With spiral arms and the plane of the galaxy ruled out, University of California physicist Richard Muller stepped forward with an altogether more radical hypothesis. He proposed that our solar system has two suns. There was the familiar one, which we all know and love, but there was also a companion star, an evil twin that was periodically flinging comets at us.
Even people who think they know nothing about astronomy are sure of at least one basic fact: our solar system has one sun. Look up in the sky and there it is, shining away. There are not two of them, as there are on Luke Skywalker’s home world of Tatooine. So, to claim that our solar system actually has two suns might seem perverse. And yet, Muller had a reasonable argument to back up his claim, and astronomers were willing to hear him out.

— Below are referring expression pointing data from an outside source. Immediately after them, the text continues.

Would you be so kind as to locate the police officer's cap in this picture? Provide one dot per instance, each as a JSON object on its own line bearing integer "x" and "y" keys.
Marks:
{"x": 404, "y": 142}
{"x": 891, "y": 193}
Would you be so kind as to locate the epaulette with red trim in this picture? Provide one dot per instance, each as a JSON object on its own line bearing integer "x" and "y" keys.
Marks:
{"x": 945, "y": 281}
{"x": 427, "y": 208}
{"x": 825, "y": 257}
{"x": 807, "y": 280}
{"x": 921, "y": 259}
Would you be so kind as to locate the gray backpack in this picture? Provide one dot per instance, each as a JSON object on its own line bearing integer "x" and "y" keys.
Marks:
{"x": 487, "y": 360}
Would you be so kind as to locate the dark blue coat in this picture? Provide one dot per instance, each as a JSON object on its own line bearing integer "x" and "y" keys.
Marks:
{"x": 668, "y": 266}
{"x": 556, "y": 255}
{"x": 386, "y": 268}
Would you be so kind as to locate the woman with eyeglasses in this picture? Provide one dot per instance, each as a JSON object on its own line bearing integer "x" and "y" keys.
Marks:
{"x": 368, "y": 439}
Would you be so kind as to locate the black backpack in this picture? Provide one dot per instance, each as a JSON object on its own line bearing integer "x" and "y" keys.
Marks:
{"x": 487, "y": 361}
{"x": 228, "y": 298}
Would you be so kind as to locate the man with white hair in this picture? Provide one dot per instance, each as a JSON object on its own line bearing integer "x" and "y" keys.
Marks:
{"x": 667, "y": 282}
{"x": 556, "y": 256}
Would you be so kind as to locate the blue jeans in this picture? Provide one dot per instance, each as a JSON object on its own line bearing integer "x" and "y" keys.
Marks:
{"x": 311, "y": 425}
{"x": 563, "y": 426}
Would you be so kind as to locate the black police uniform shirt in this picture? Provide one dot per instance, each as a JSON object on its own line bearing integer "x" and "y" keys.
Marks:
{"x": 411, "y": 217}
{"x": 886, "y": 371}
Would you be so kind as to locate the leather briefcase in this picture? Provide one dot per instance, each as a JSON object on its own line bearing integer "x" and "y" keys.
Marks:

The hypothesis was primarily Muller’s brainchild, but he had help working out the details from Marc Davis of Lawrence Berkeley Laboratory and Piet Hut of Princeton University. All three appeared as co-authors on the article detailing the hypothesis that appeared in Nature in 1984. They explained that our sun might have a distant companion that circled it in an extremely elongated, elliptical orbit, taking a full twenty-six million years to complete one orbit. At its furthest distance, this companion would be a vast fourteen trillion miles from our sun, but over time it swept in closer, until it was a mere three trillion miles away.

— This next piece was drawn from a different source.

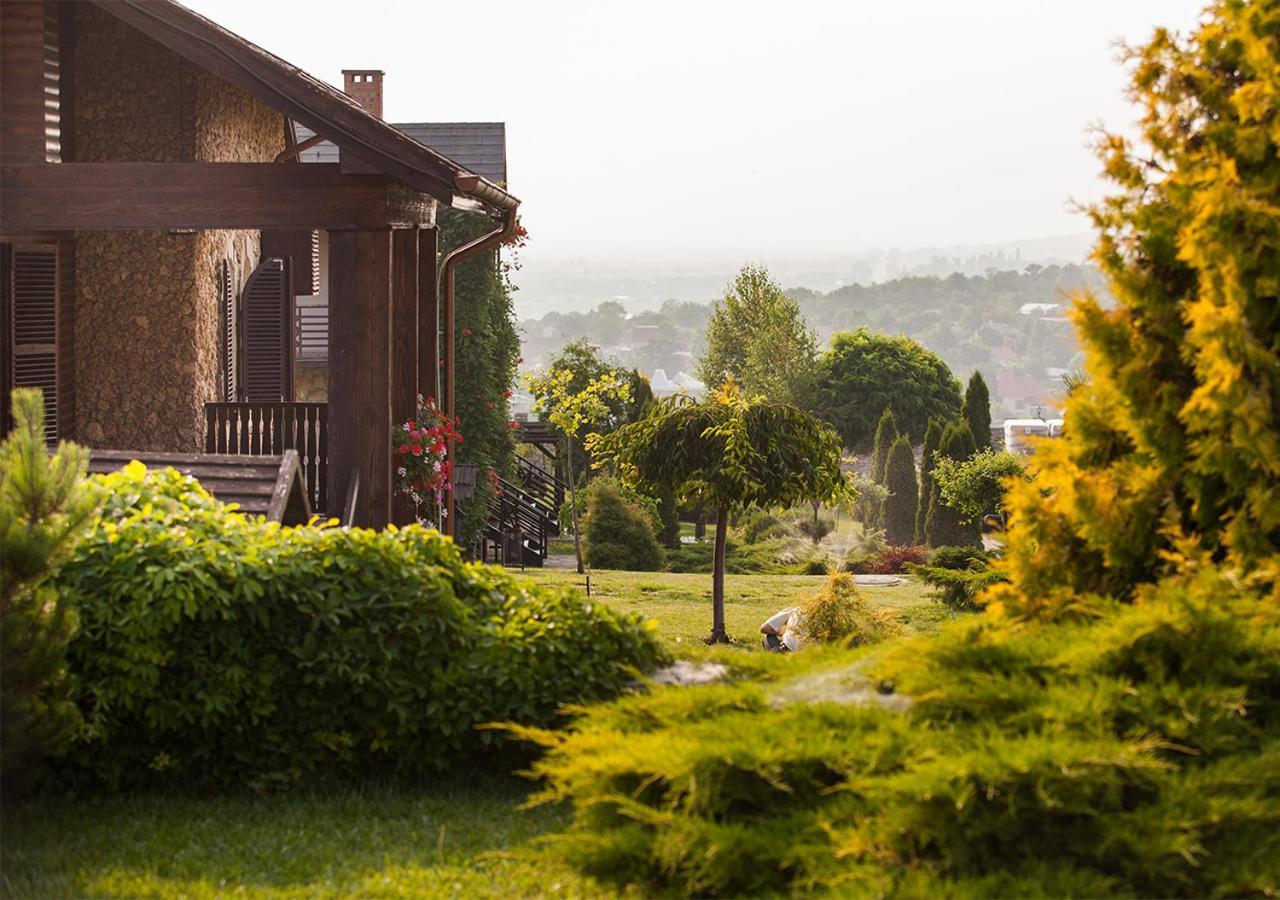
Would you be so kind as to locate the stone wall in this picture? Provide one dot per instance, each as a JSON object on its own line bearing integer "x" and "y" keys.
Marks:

At this distance, it would pass through the Oort cloud, a massive cloud of trillions of comets that su
rrounds our solar system at its furthest edge, and each time it did so it would dislodge billions of comets from their orbits, sending them falling into the solar system. A few of those billions would inevitably end up hitting the Earth. After having wreaked this havoc, the death star would then retreat back into the depths of space, on its long arcing journey, to return again in another twenty-six million years. This cycle, the three authors suggested, had been repeating for hundreds of millions of years.
As an explanation of the recurring mass extinctions, this hypothesis worked. There were no problems of non-syncing periodicities that could possibly give the death star an alibi. More significantly, what other explanation could there be? Astronomers were running out of things in the universe that could plausibly be hurling comets at us every twenty-six million years.
The authors also noted that the majority of known stars, over two thirds of them, are thought to have companions. So, statistically, it was more probable than not that our sun was part of a binary system. It was true that our sun’s companion would need to have a highly eccentric orbit in order to allow it to pass through the Oort cloud only once every twenty-six million years, but that didn’t make it impossible – just slightly odd.
The three authors suggested naming our sun’s hypothetical companion Nemesis, after the Greek goddess of vengeance. And, if that name didn’t work out, they wrote, George might work as an alternative. This was apparently an attempt at scientific humour. However, George didn’t make it through the editorial process. The editor at Nature made an executive decision and chose Nemesis.
There was just one problem with their hypothesis, which they noted with a touch of understatement: ‘The major difficulty with our model is the apparent absence of an obvious companion to the Sun.’